25 Haziran 2014, Çarşamba
İstidrac gurura düşmektir. Nitekim “istidrac, gaflet içinde iken eşya-yı gaybiyenin inkişafından ve garib fiilleri izhar etmekten ibarettir. Fakat istidrac sahibi, nefsine istinad ve iktidarına isnad etmekle enaniyeti, gururu öyle fazlalaşır ki—Karun gibi—‘Ben bunu bilgimle ve çalışmamla kazandım.’ (Kasas Sûresi, 28: 78.) demeye başlar.” (Mesnevî-i Nuriye, 359.)
İstidrac lügat anlamı derece derece yükselmek demektir. Seyid Şerif Cürcani “Tarifat” isimli kavram lügatinde “İman ve salih amel sahibi olmayan birisinde görülen harika haller ve fevkalâde başarılara istidrac denir.” demiştir. Cenâb-ı Hak insanları imtihan etmek için bu imtihan dünyasında zaman zaman istidraclı liderler çıkarır ve onları, onlar eliyle de insanları imtihan eder. Bu imtihanda imanlı ile imansız, sabırlı ile aceleci, sebat edenle etmeyen, kahraman ile korkak, âlimle cahil, akıllı ile akılsızlar seçilir ve birbirinden ayrılır. Sonra herkes ameline göre ceza veya mükâfat görür.

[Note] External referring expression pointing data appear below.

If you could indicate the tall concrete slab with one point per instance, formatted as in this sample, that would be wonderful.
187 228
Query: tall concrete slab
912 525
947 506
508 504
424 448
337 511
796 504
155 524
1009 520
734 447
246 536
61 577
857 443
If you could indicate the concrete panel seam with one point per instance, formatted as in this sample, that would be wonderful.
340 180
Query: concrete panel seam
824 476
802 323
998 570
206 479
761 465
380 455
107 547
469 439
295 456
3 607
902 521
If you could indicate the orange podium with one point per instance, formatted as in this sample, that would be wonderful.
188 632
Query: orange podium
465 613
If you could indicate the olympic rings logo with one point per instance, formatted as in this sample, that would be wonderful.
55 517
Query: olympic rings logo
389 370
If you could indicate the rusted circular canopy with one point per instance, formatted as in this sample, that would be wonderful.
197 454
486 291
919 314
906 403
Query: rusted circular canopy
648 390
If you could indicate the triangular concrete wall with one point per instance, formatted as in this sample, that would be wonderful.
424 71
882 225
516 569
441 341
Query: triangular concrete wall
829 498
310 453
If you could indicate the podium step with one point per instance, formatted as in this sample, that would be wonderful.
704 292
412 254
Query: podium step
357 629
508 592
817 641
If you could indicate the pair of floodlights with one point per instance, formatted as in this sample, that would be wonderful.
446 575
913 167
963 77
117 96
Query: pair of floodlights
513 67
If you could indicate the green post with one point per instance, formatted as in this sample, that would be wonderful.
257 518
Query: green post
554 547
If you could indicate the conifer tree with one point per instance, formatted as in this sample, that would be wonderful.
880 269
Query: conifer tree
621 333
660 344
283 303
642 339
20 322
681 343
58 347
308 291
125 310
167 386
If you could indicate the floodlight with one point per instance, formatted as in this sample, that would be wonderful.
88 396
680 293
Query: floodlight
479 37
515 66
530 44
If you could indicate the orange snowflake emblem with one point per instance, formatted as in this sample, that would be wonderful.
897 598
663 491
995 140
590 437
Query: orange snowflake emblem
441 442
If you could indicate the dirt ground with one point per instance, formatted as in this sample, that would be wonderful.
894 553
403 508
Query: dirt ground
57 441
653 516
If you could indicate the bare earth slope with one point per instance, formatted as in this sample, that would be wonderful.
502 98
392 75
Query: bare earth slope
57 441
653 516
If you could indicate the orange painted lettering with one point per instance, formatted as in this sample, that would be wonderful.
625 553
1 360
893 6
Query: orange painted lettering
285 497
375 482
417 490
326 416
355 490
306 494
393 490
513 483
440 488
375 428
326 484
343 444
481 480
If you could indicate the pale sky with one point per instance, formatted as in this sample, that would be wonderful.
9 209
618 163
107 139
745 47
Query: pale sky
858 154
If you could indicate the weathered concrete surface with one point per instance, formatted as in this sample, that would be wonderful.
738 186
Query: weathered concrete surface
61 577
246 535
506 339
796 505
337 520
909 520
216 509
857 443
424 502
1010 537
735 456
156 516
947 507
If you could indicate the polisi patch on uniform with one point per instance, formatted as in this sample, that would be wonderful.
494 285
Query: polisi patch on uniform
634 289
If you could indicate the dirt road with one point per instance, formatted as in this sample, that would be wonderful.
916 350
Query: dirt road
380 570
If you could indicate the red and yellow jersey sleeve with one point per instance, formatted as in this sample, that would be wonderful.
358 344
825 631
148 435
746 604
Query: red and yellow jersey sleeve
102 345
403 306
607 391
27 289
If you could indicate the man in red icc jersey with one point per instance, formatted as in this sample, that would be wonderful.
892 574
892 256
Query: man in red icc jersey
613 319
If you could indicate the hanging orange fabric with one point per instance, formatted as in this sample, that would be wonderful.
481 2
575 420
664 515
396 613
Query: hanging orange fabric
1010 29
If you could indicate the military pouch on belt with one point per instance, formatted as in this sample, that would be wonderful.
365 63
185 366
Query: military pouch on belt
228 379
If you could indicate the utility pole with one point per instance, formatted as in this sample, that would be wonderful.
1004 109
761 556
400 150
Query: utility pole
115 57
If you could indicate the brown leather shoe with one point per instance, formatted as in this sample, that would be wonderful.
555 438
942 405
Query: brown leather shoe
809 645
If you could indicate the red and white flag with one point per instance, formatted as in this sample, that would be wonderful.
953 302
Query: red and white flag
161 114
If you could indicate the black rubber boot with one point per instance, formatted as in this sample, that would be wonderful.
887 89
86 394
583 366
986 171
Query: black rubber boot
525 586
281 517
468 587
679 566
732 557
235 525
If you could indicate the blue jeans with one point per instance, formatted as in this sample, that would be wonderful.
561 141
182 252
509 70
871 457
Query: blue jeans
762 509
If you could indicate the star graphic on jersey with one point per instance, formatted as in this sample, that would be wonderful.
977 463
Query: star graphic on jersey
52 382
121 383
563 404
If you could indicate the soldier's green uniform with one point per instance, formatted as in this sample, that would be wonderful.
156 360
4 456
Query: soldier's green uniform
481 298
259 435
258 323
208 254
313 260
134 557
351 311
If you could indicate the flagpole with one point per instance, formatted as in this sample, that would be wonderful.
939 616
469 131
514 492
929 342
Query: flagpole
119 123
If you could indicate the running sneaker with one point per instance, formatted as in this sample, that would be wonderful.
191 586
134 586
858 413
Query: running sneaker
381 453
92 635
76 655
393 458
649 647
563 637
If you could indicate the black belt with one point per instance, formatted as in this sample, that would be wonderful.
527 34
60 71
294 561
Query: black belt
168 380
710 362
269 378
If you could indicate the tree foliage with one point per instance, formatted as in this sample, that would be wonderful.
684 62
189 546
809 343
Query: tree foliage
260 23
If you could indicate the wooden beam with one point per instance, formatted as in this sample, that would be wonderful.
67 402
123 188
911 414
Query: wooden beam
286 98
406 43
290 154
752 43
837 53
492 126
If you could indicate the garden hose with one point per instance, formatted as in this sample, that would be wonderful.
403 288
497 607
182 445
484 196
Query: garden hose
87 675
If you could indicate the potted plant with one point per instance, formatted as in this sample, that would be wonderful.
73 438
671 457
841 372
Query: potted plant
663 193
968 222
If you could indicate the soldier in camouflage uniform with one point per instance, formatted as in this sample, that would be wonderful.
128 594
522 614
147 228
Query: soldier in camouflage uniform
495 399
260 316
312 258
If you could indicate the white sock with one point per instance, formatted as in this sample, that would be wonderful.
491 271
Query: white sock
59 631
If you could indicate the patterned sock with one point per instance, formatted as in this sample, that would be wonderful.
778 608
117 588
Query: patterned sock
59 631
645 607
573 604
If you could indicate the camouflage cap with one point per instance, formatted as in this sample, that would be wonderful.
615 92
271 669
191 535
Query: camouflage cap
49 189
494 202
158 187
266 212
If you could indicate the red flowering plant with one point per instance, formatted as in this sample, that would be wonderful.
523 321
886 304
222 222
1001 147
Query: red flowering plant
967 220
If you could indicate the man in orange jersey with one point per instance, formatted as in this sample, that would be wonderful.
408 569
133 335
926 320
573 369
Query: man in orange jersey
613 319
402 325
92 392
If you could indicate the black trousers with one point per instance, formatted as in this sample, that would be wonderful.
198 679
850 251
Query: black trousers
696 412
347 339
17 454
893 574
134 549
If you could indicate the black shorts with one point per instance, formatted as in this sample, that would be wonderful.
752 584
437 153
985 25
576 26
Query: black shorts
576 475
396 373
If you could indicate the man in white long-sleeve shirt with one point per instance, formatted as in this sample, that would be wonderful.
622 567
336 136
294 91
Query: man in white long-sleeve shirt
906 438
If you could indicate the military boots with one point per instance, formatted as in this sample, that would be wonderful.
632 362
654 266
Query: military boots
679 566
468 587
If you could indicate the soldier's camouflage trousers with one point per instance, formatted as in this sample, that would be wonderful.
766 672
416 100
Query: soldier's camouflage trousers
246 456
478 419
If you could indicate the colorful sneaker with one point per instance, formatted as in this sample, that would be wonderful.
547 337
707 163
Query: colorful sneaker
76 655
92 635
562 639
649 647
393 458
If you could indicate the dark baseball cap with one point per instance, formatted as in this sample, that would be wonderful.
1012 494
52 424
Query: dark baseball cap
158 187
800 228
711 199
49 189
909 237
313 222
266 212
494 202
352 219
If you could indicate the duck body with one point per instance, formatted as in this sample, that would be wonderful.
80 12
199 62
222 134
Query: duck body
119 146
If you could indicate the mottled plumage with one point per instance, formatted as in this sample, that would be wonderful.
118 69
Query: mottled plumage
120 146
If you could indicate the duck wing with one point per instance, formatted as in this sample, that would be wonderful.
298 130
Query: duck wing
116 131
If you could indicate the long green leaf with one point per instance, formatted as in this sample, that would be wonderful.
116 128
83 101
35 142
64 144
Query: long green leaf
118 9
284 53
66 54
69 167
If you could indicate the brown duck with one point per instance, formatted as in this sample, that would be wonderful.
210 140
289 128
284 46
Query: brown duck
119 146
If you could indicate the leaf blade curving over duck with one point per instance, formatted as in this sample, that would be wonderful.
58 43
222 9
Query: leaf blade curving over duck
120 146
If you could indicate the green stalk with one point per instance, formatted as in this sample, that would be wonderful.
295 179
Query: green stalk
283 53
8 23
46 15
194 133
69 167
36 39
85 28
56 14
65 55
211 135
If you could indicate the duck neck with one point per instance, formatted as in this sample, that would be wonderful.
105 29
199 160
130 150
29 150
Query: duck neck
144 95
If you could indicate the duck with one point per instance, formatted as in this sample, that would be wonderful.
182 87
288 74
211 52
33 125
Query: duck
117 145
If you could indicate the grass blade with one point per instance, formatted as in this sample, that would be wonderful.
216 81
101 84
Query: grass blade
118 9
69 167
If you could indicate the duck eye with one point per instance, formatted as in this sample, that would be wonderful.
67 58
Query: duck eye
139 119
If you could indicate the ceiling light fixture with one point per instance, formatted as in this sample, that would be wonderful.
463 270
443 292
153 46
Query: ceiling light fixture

Bediüzzaman Hazretleri Yirmi Beşinci Söz’de “İ’caz-ı Kur’ân Risalesi”nde “Yoksa sana bir tuzak mı kurmak istiyorlar? Fakat o kâfirler tuzağa düşecek olanların tâ kendileridir.” (Tûr Sûresi, 52: 42.) mealindeki âyetin tefsirinde “Veyahut, fıtratları bozulmuş, vicdanları çürümüş şarlatan münâfıklar, dessas zındıklar gibi, ellerine geçmeyen hidâyetten halkları aldatıp çevirmek, hile edip döndürmek mi istiyorlar ki, sana karşı kâh kâhin, kâh mecnun, kâh sâhir [sihir yapan] deyip, kendileri dahi inanmadıkları halde başkalarını inandırmak mı istiyorlar? Böyle hilebaz şarlatanları insan sayıp desîselerinden, inkârlarından müteessir olarak fütur getirme. Belki daha ziyâde gayret et. Çünkü, onlar kendi nefislerine hile ederler, kendilerine zarar ederler. Ve onların fenalıkta muvaffakıyetleri, muvakkattır ve istidrâcdır, bir mekr-i İlâhîdir.” (Sözler, 2011, s. 627.) demektedir.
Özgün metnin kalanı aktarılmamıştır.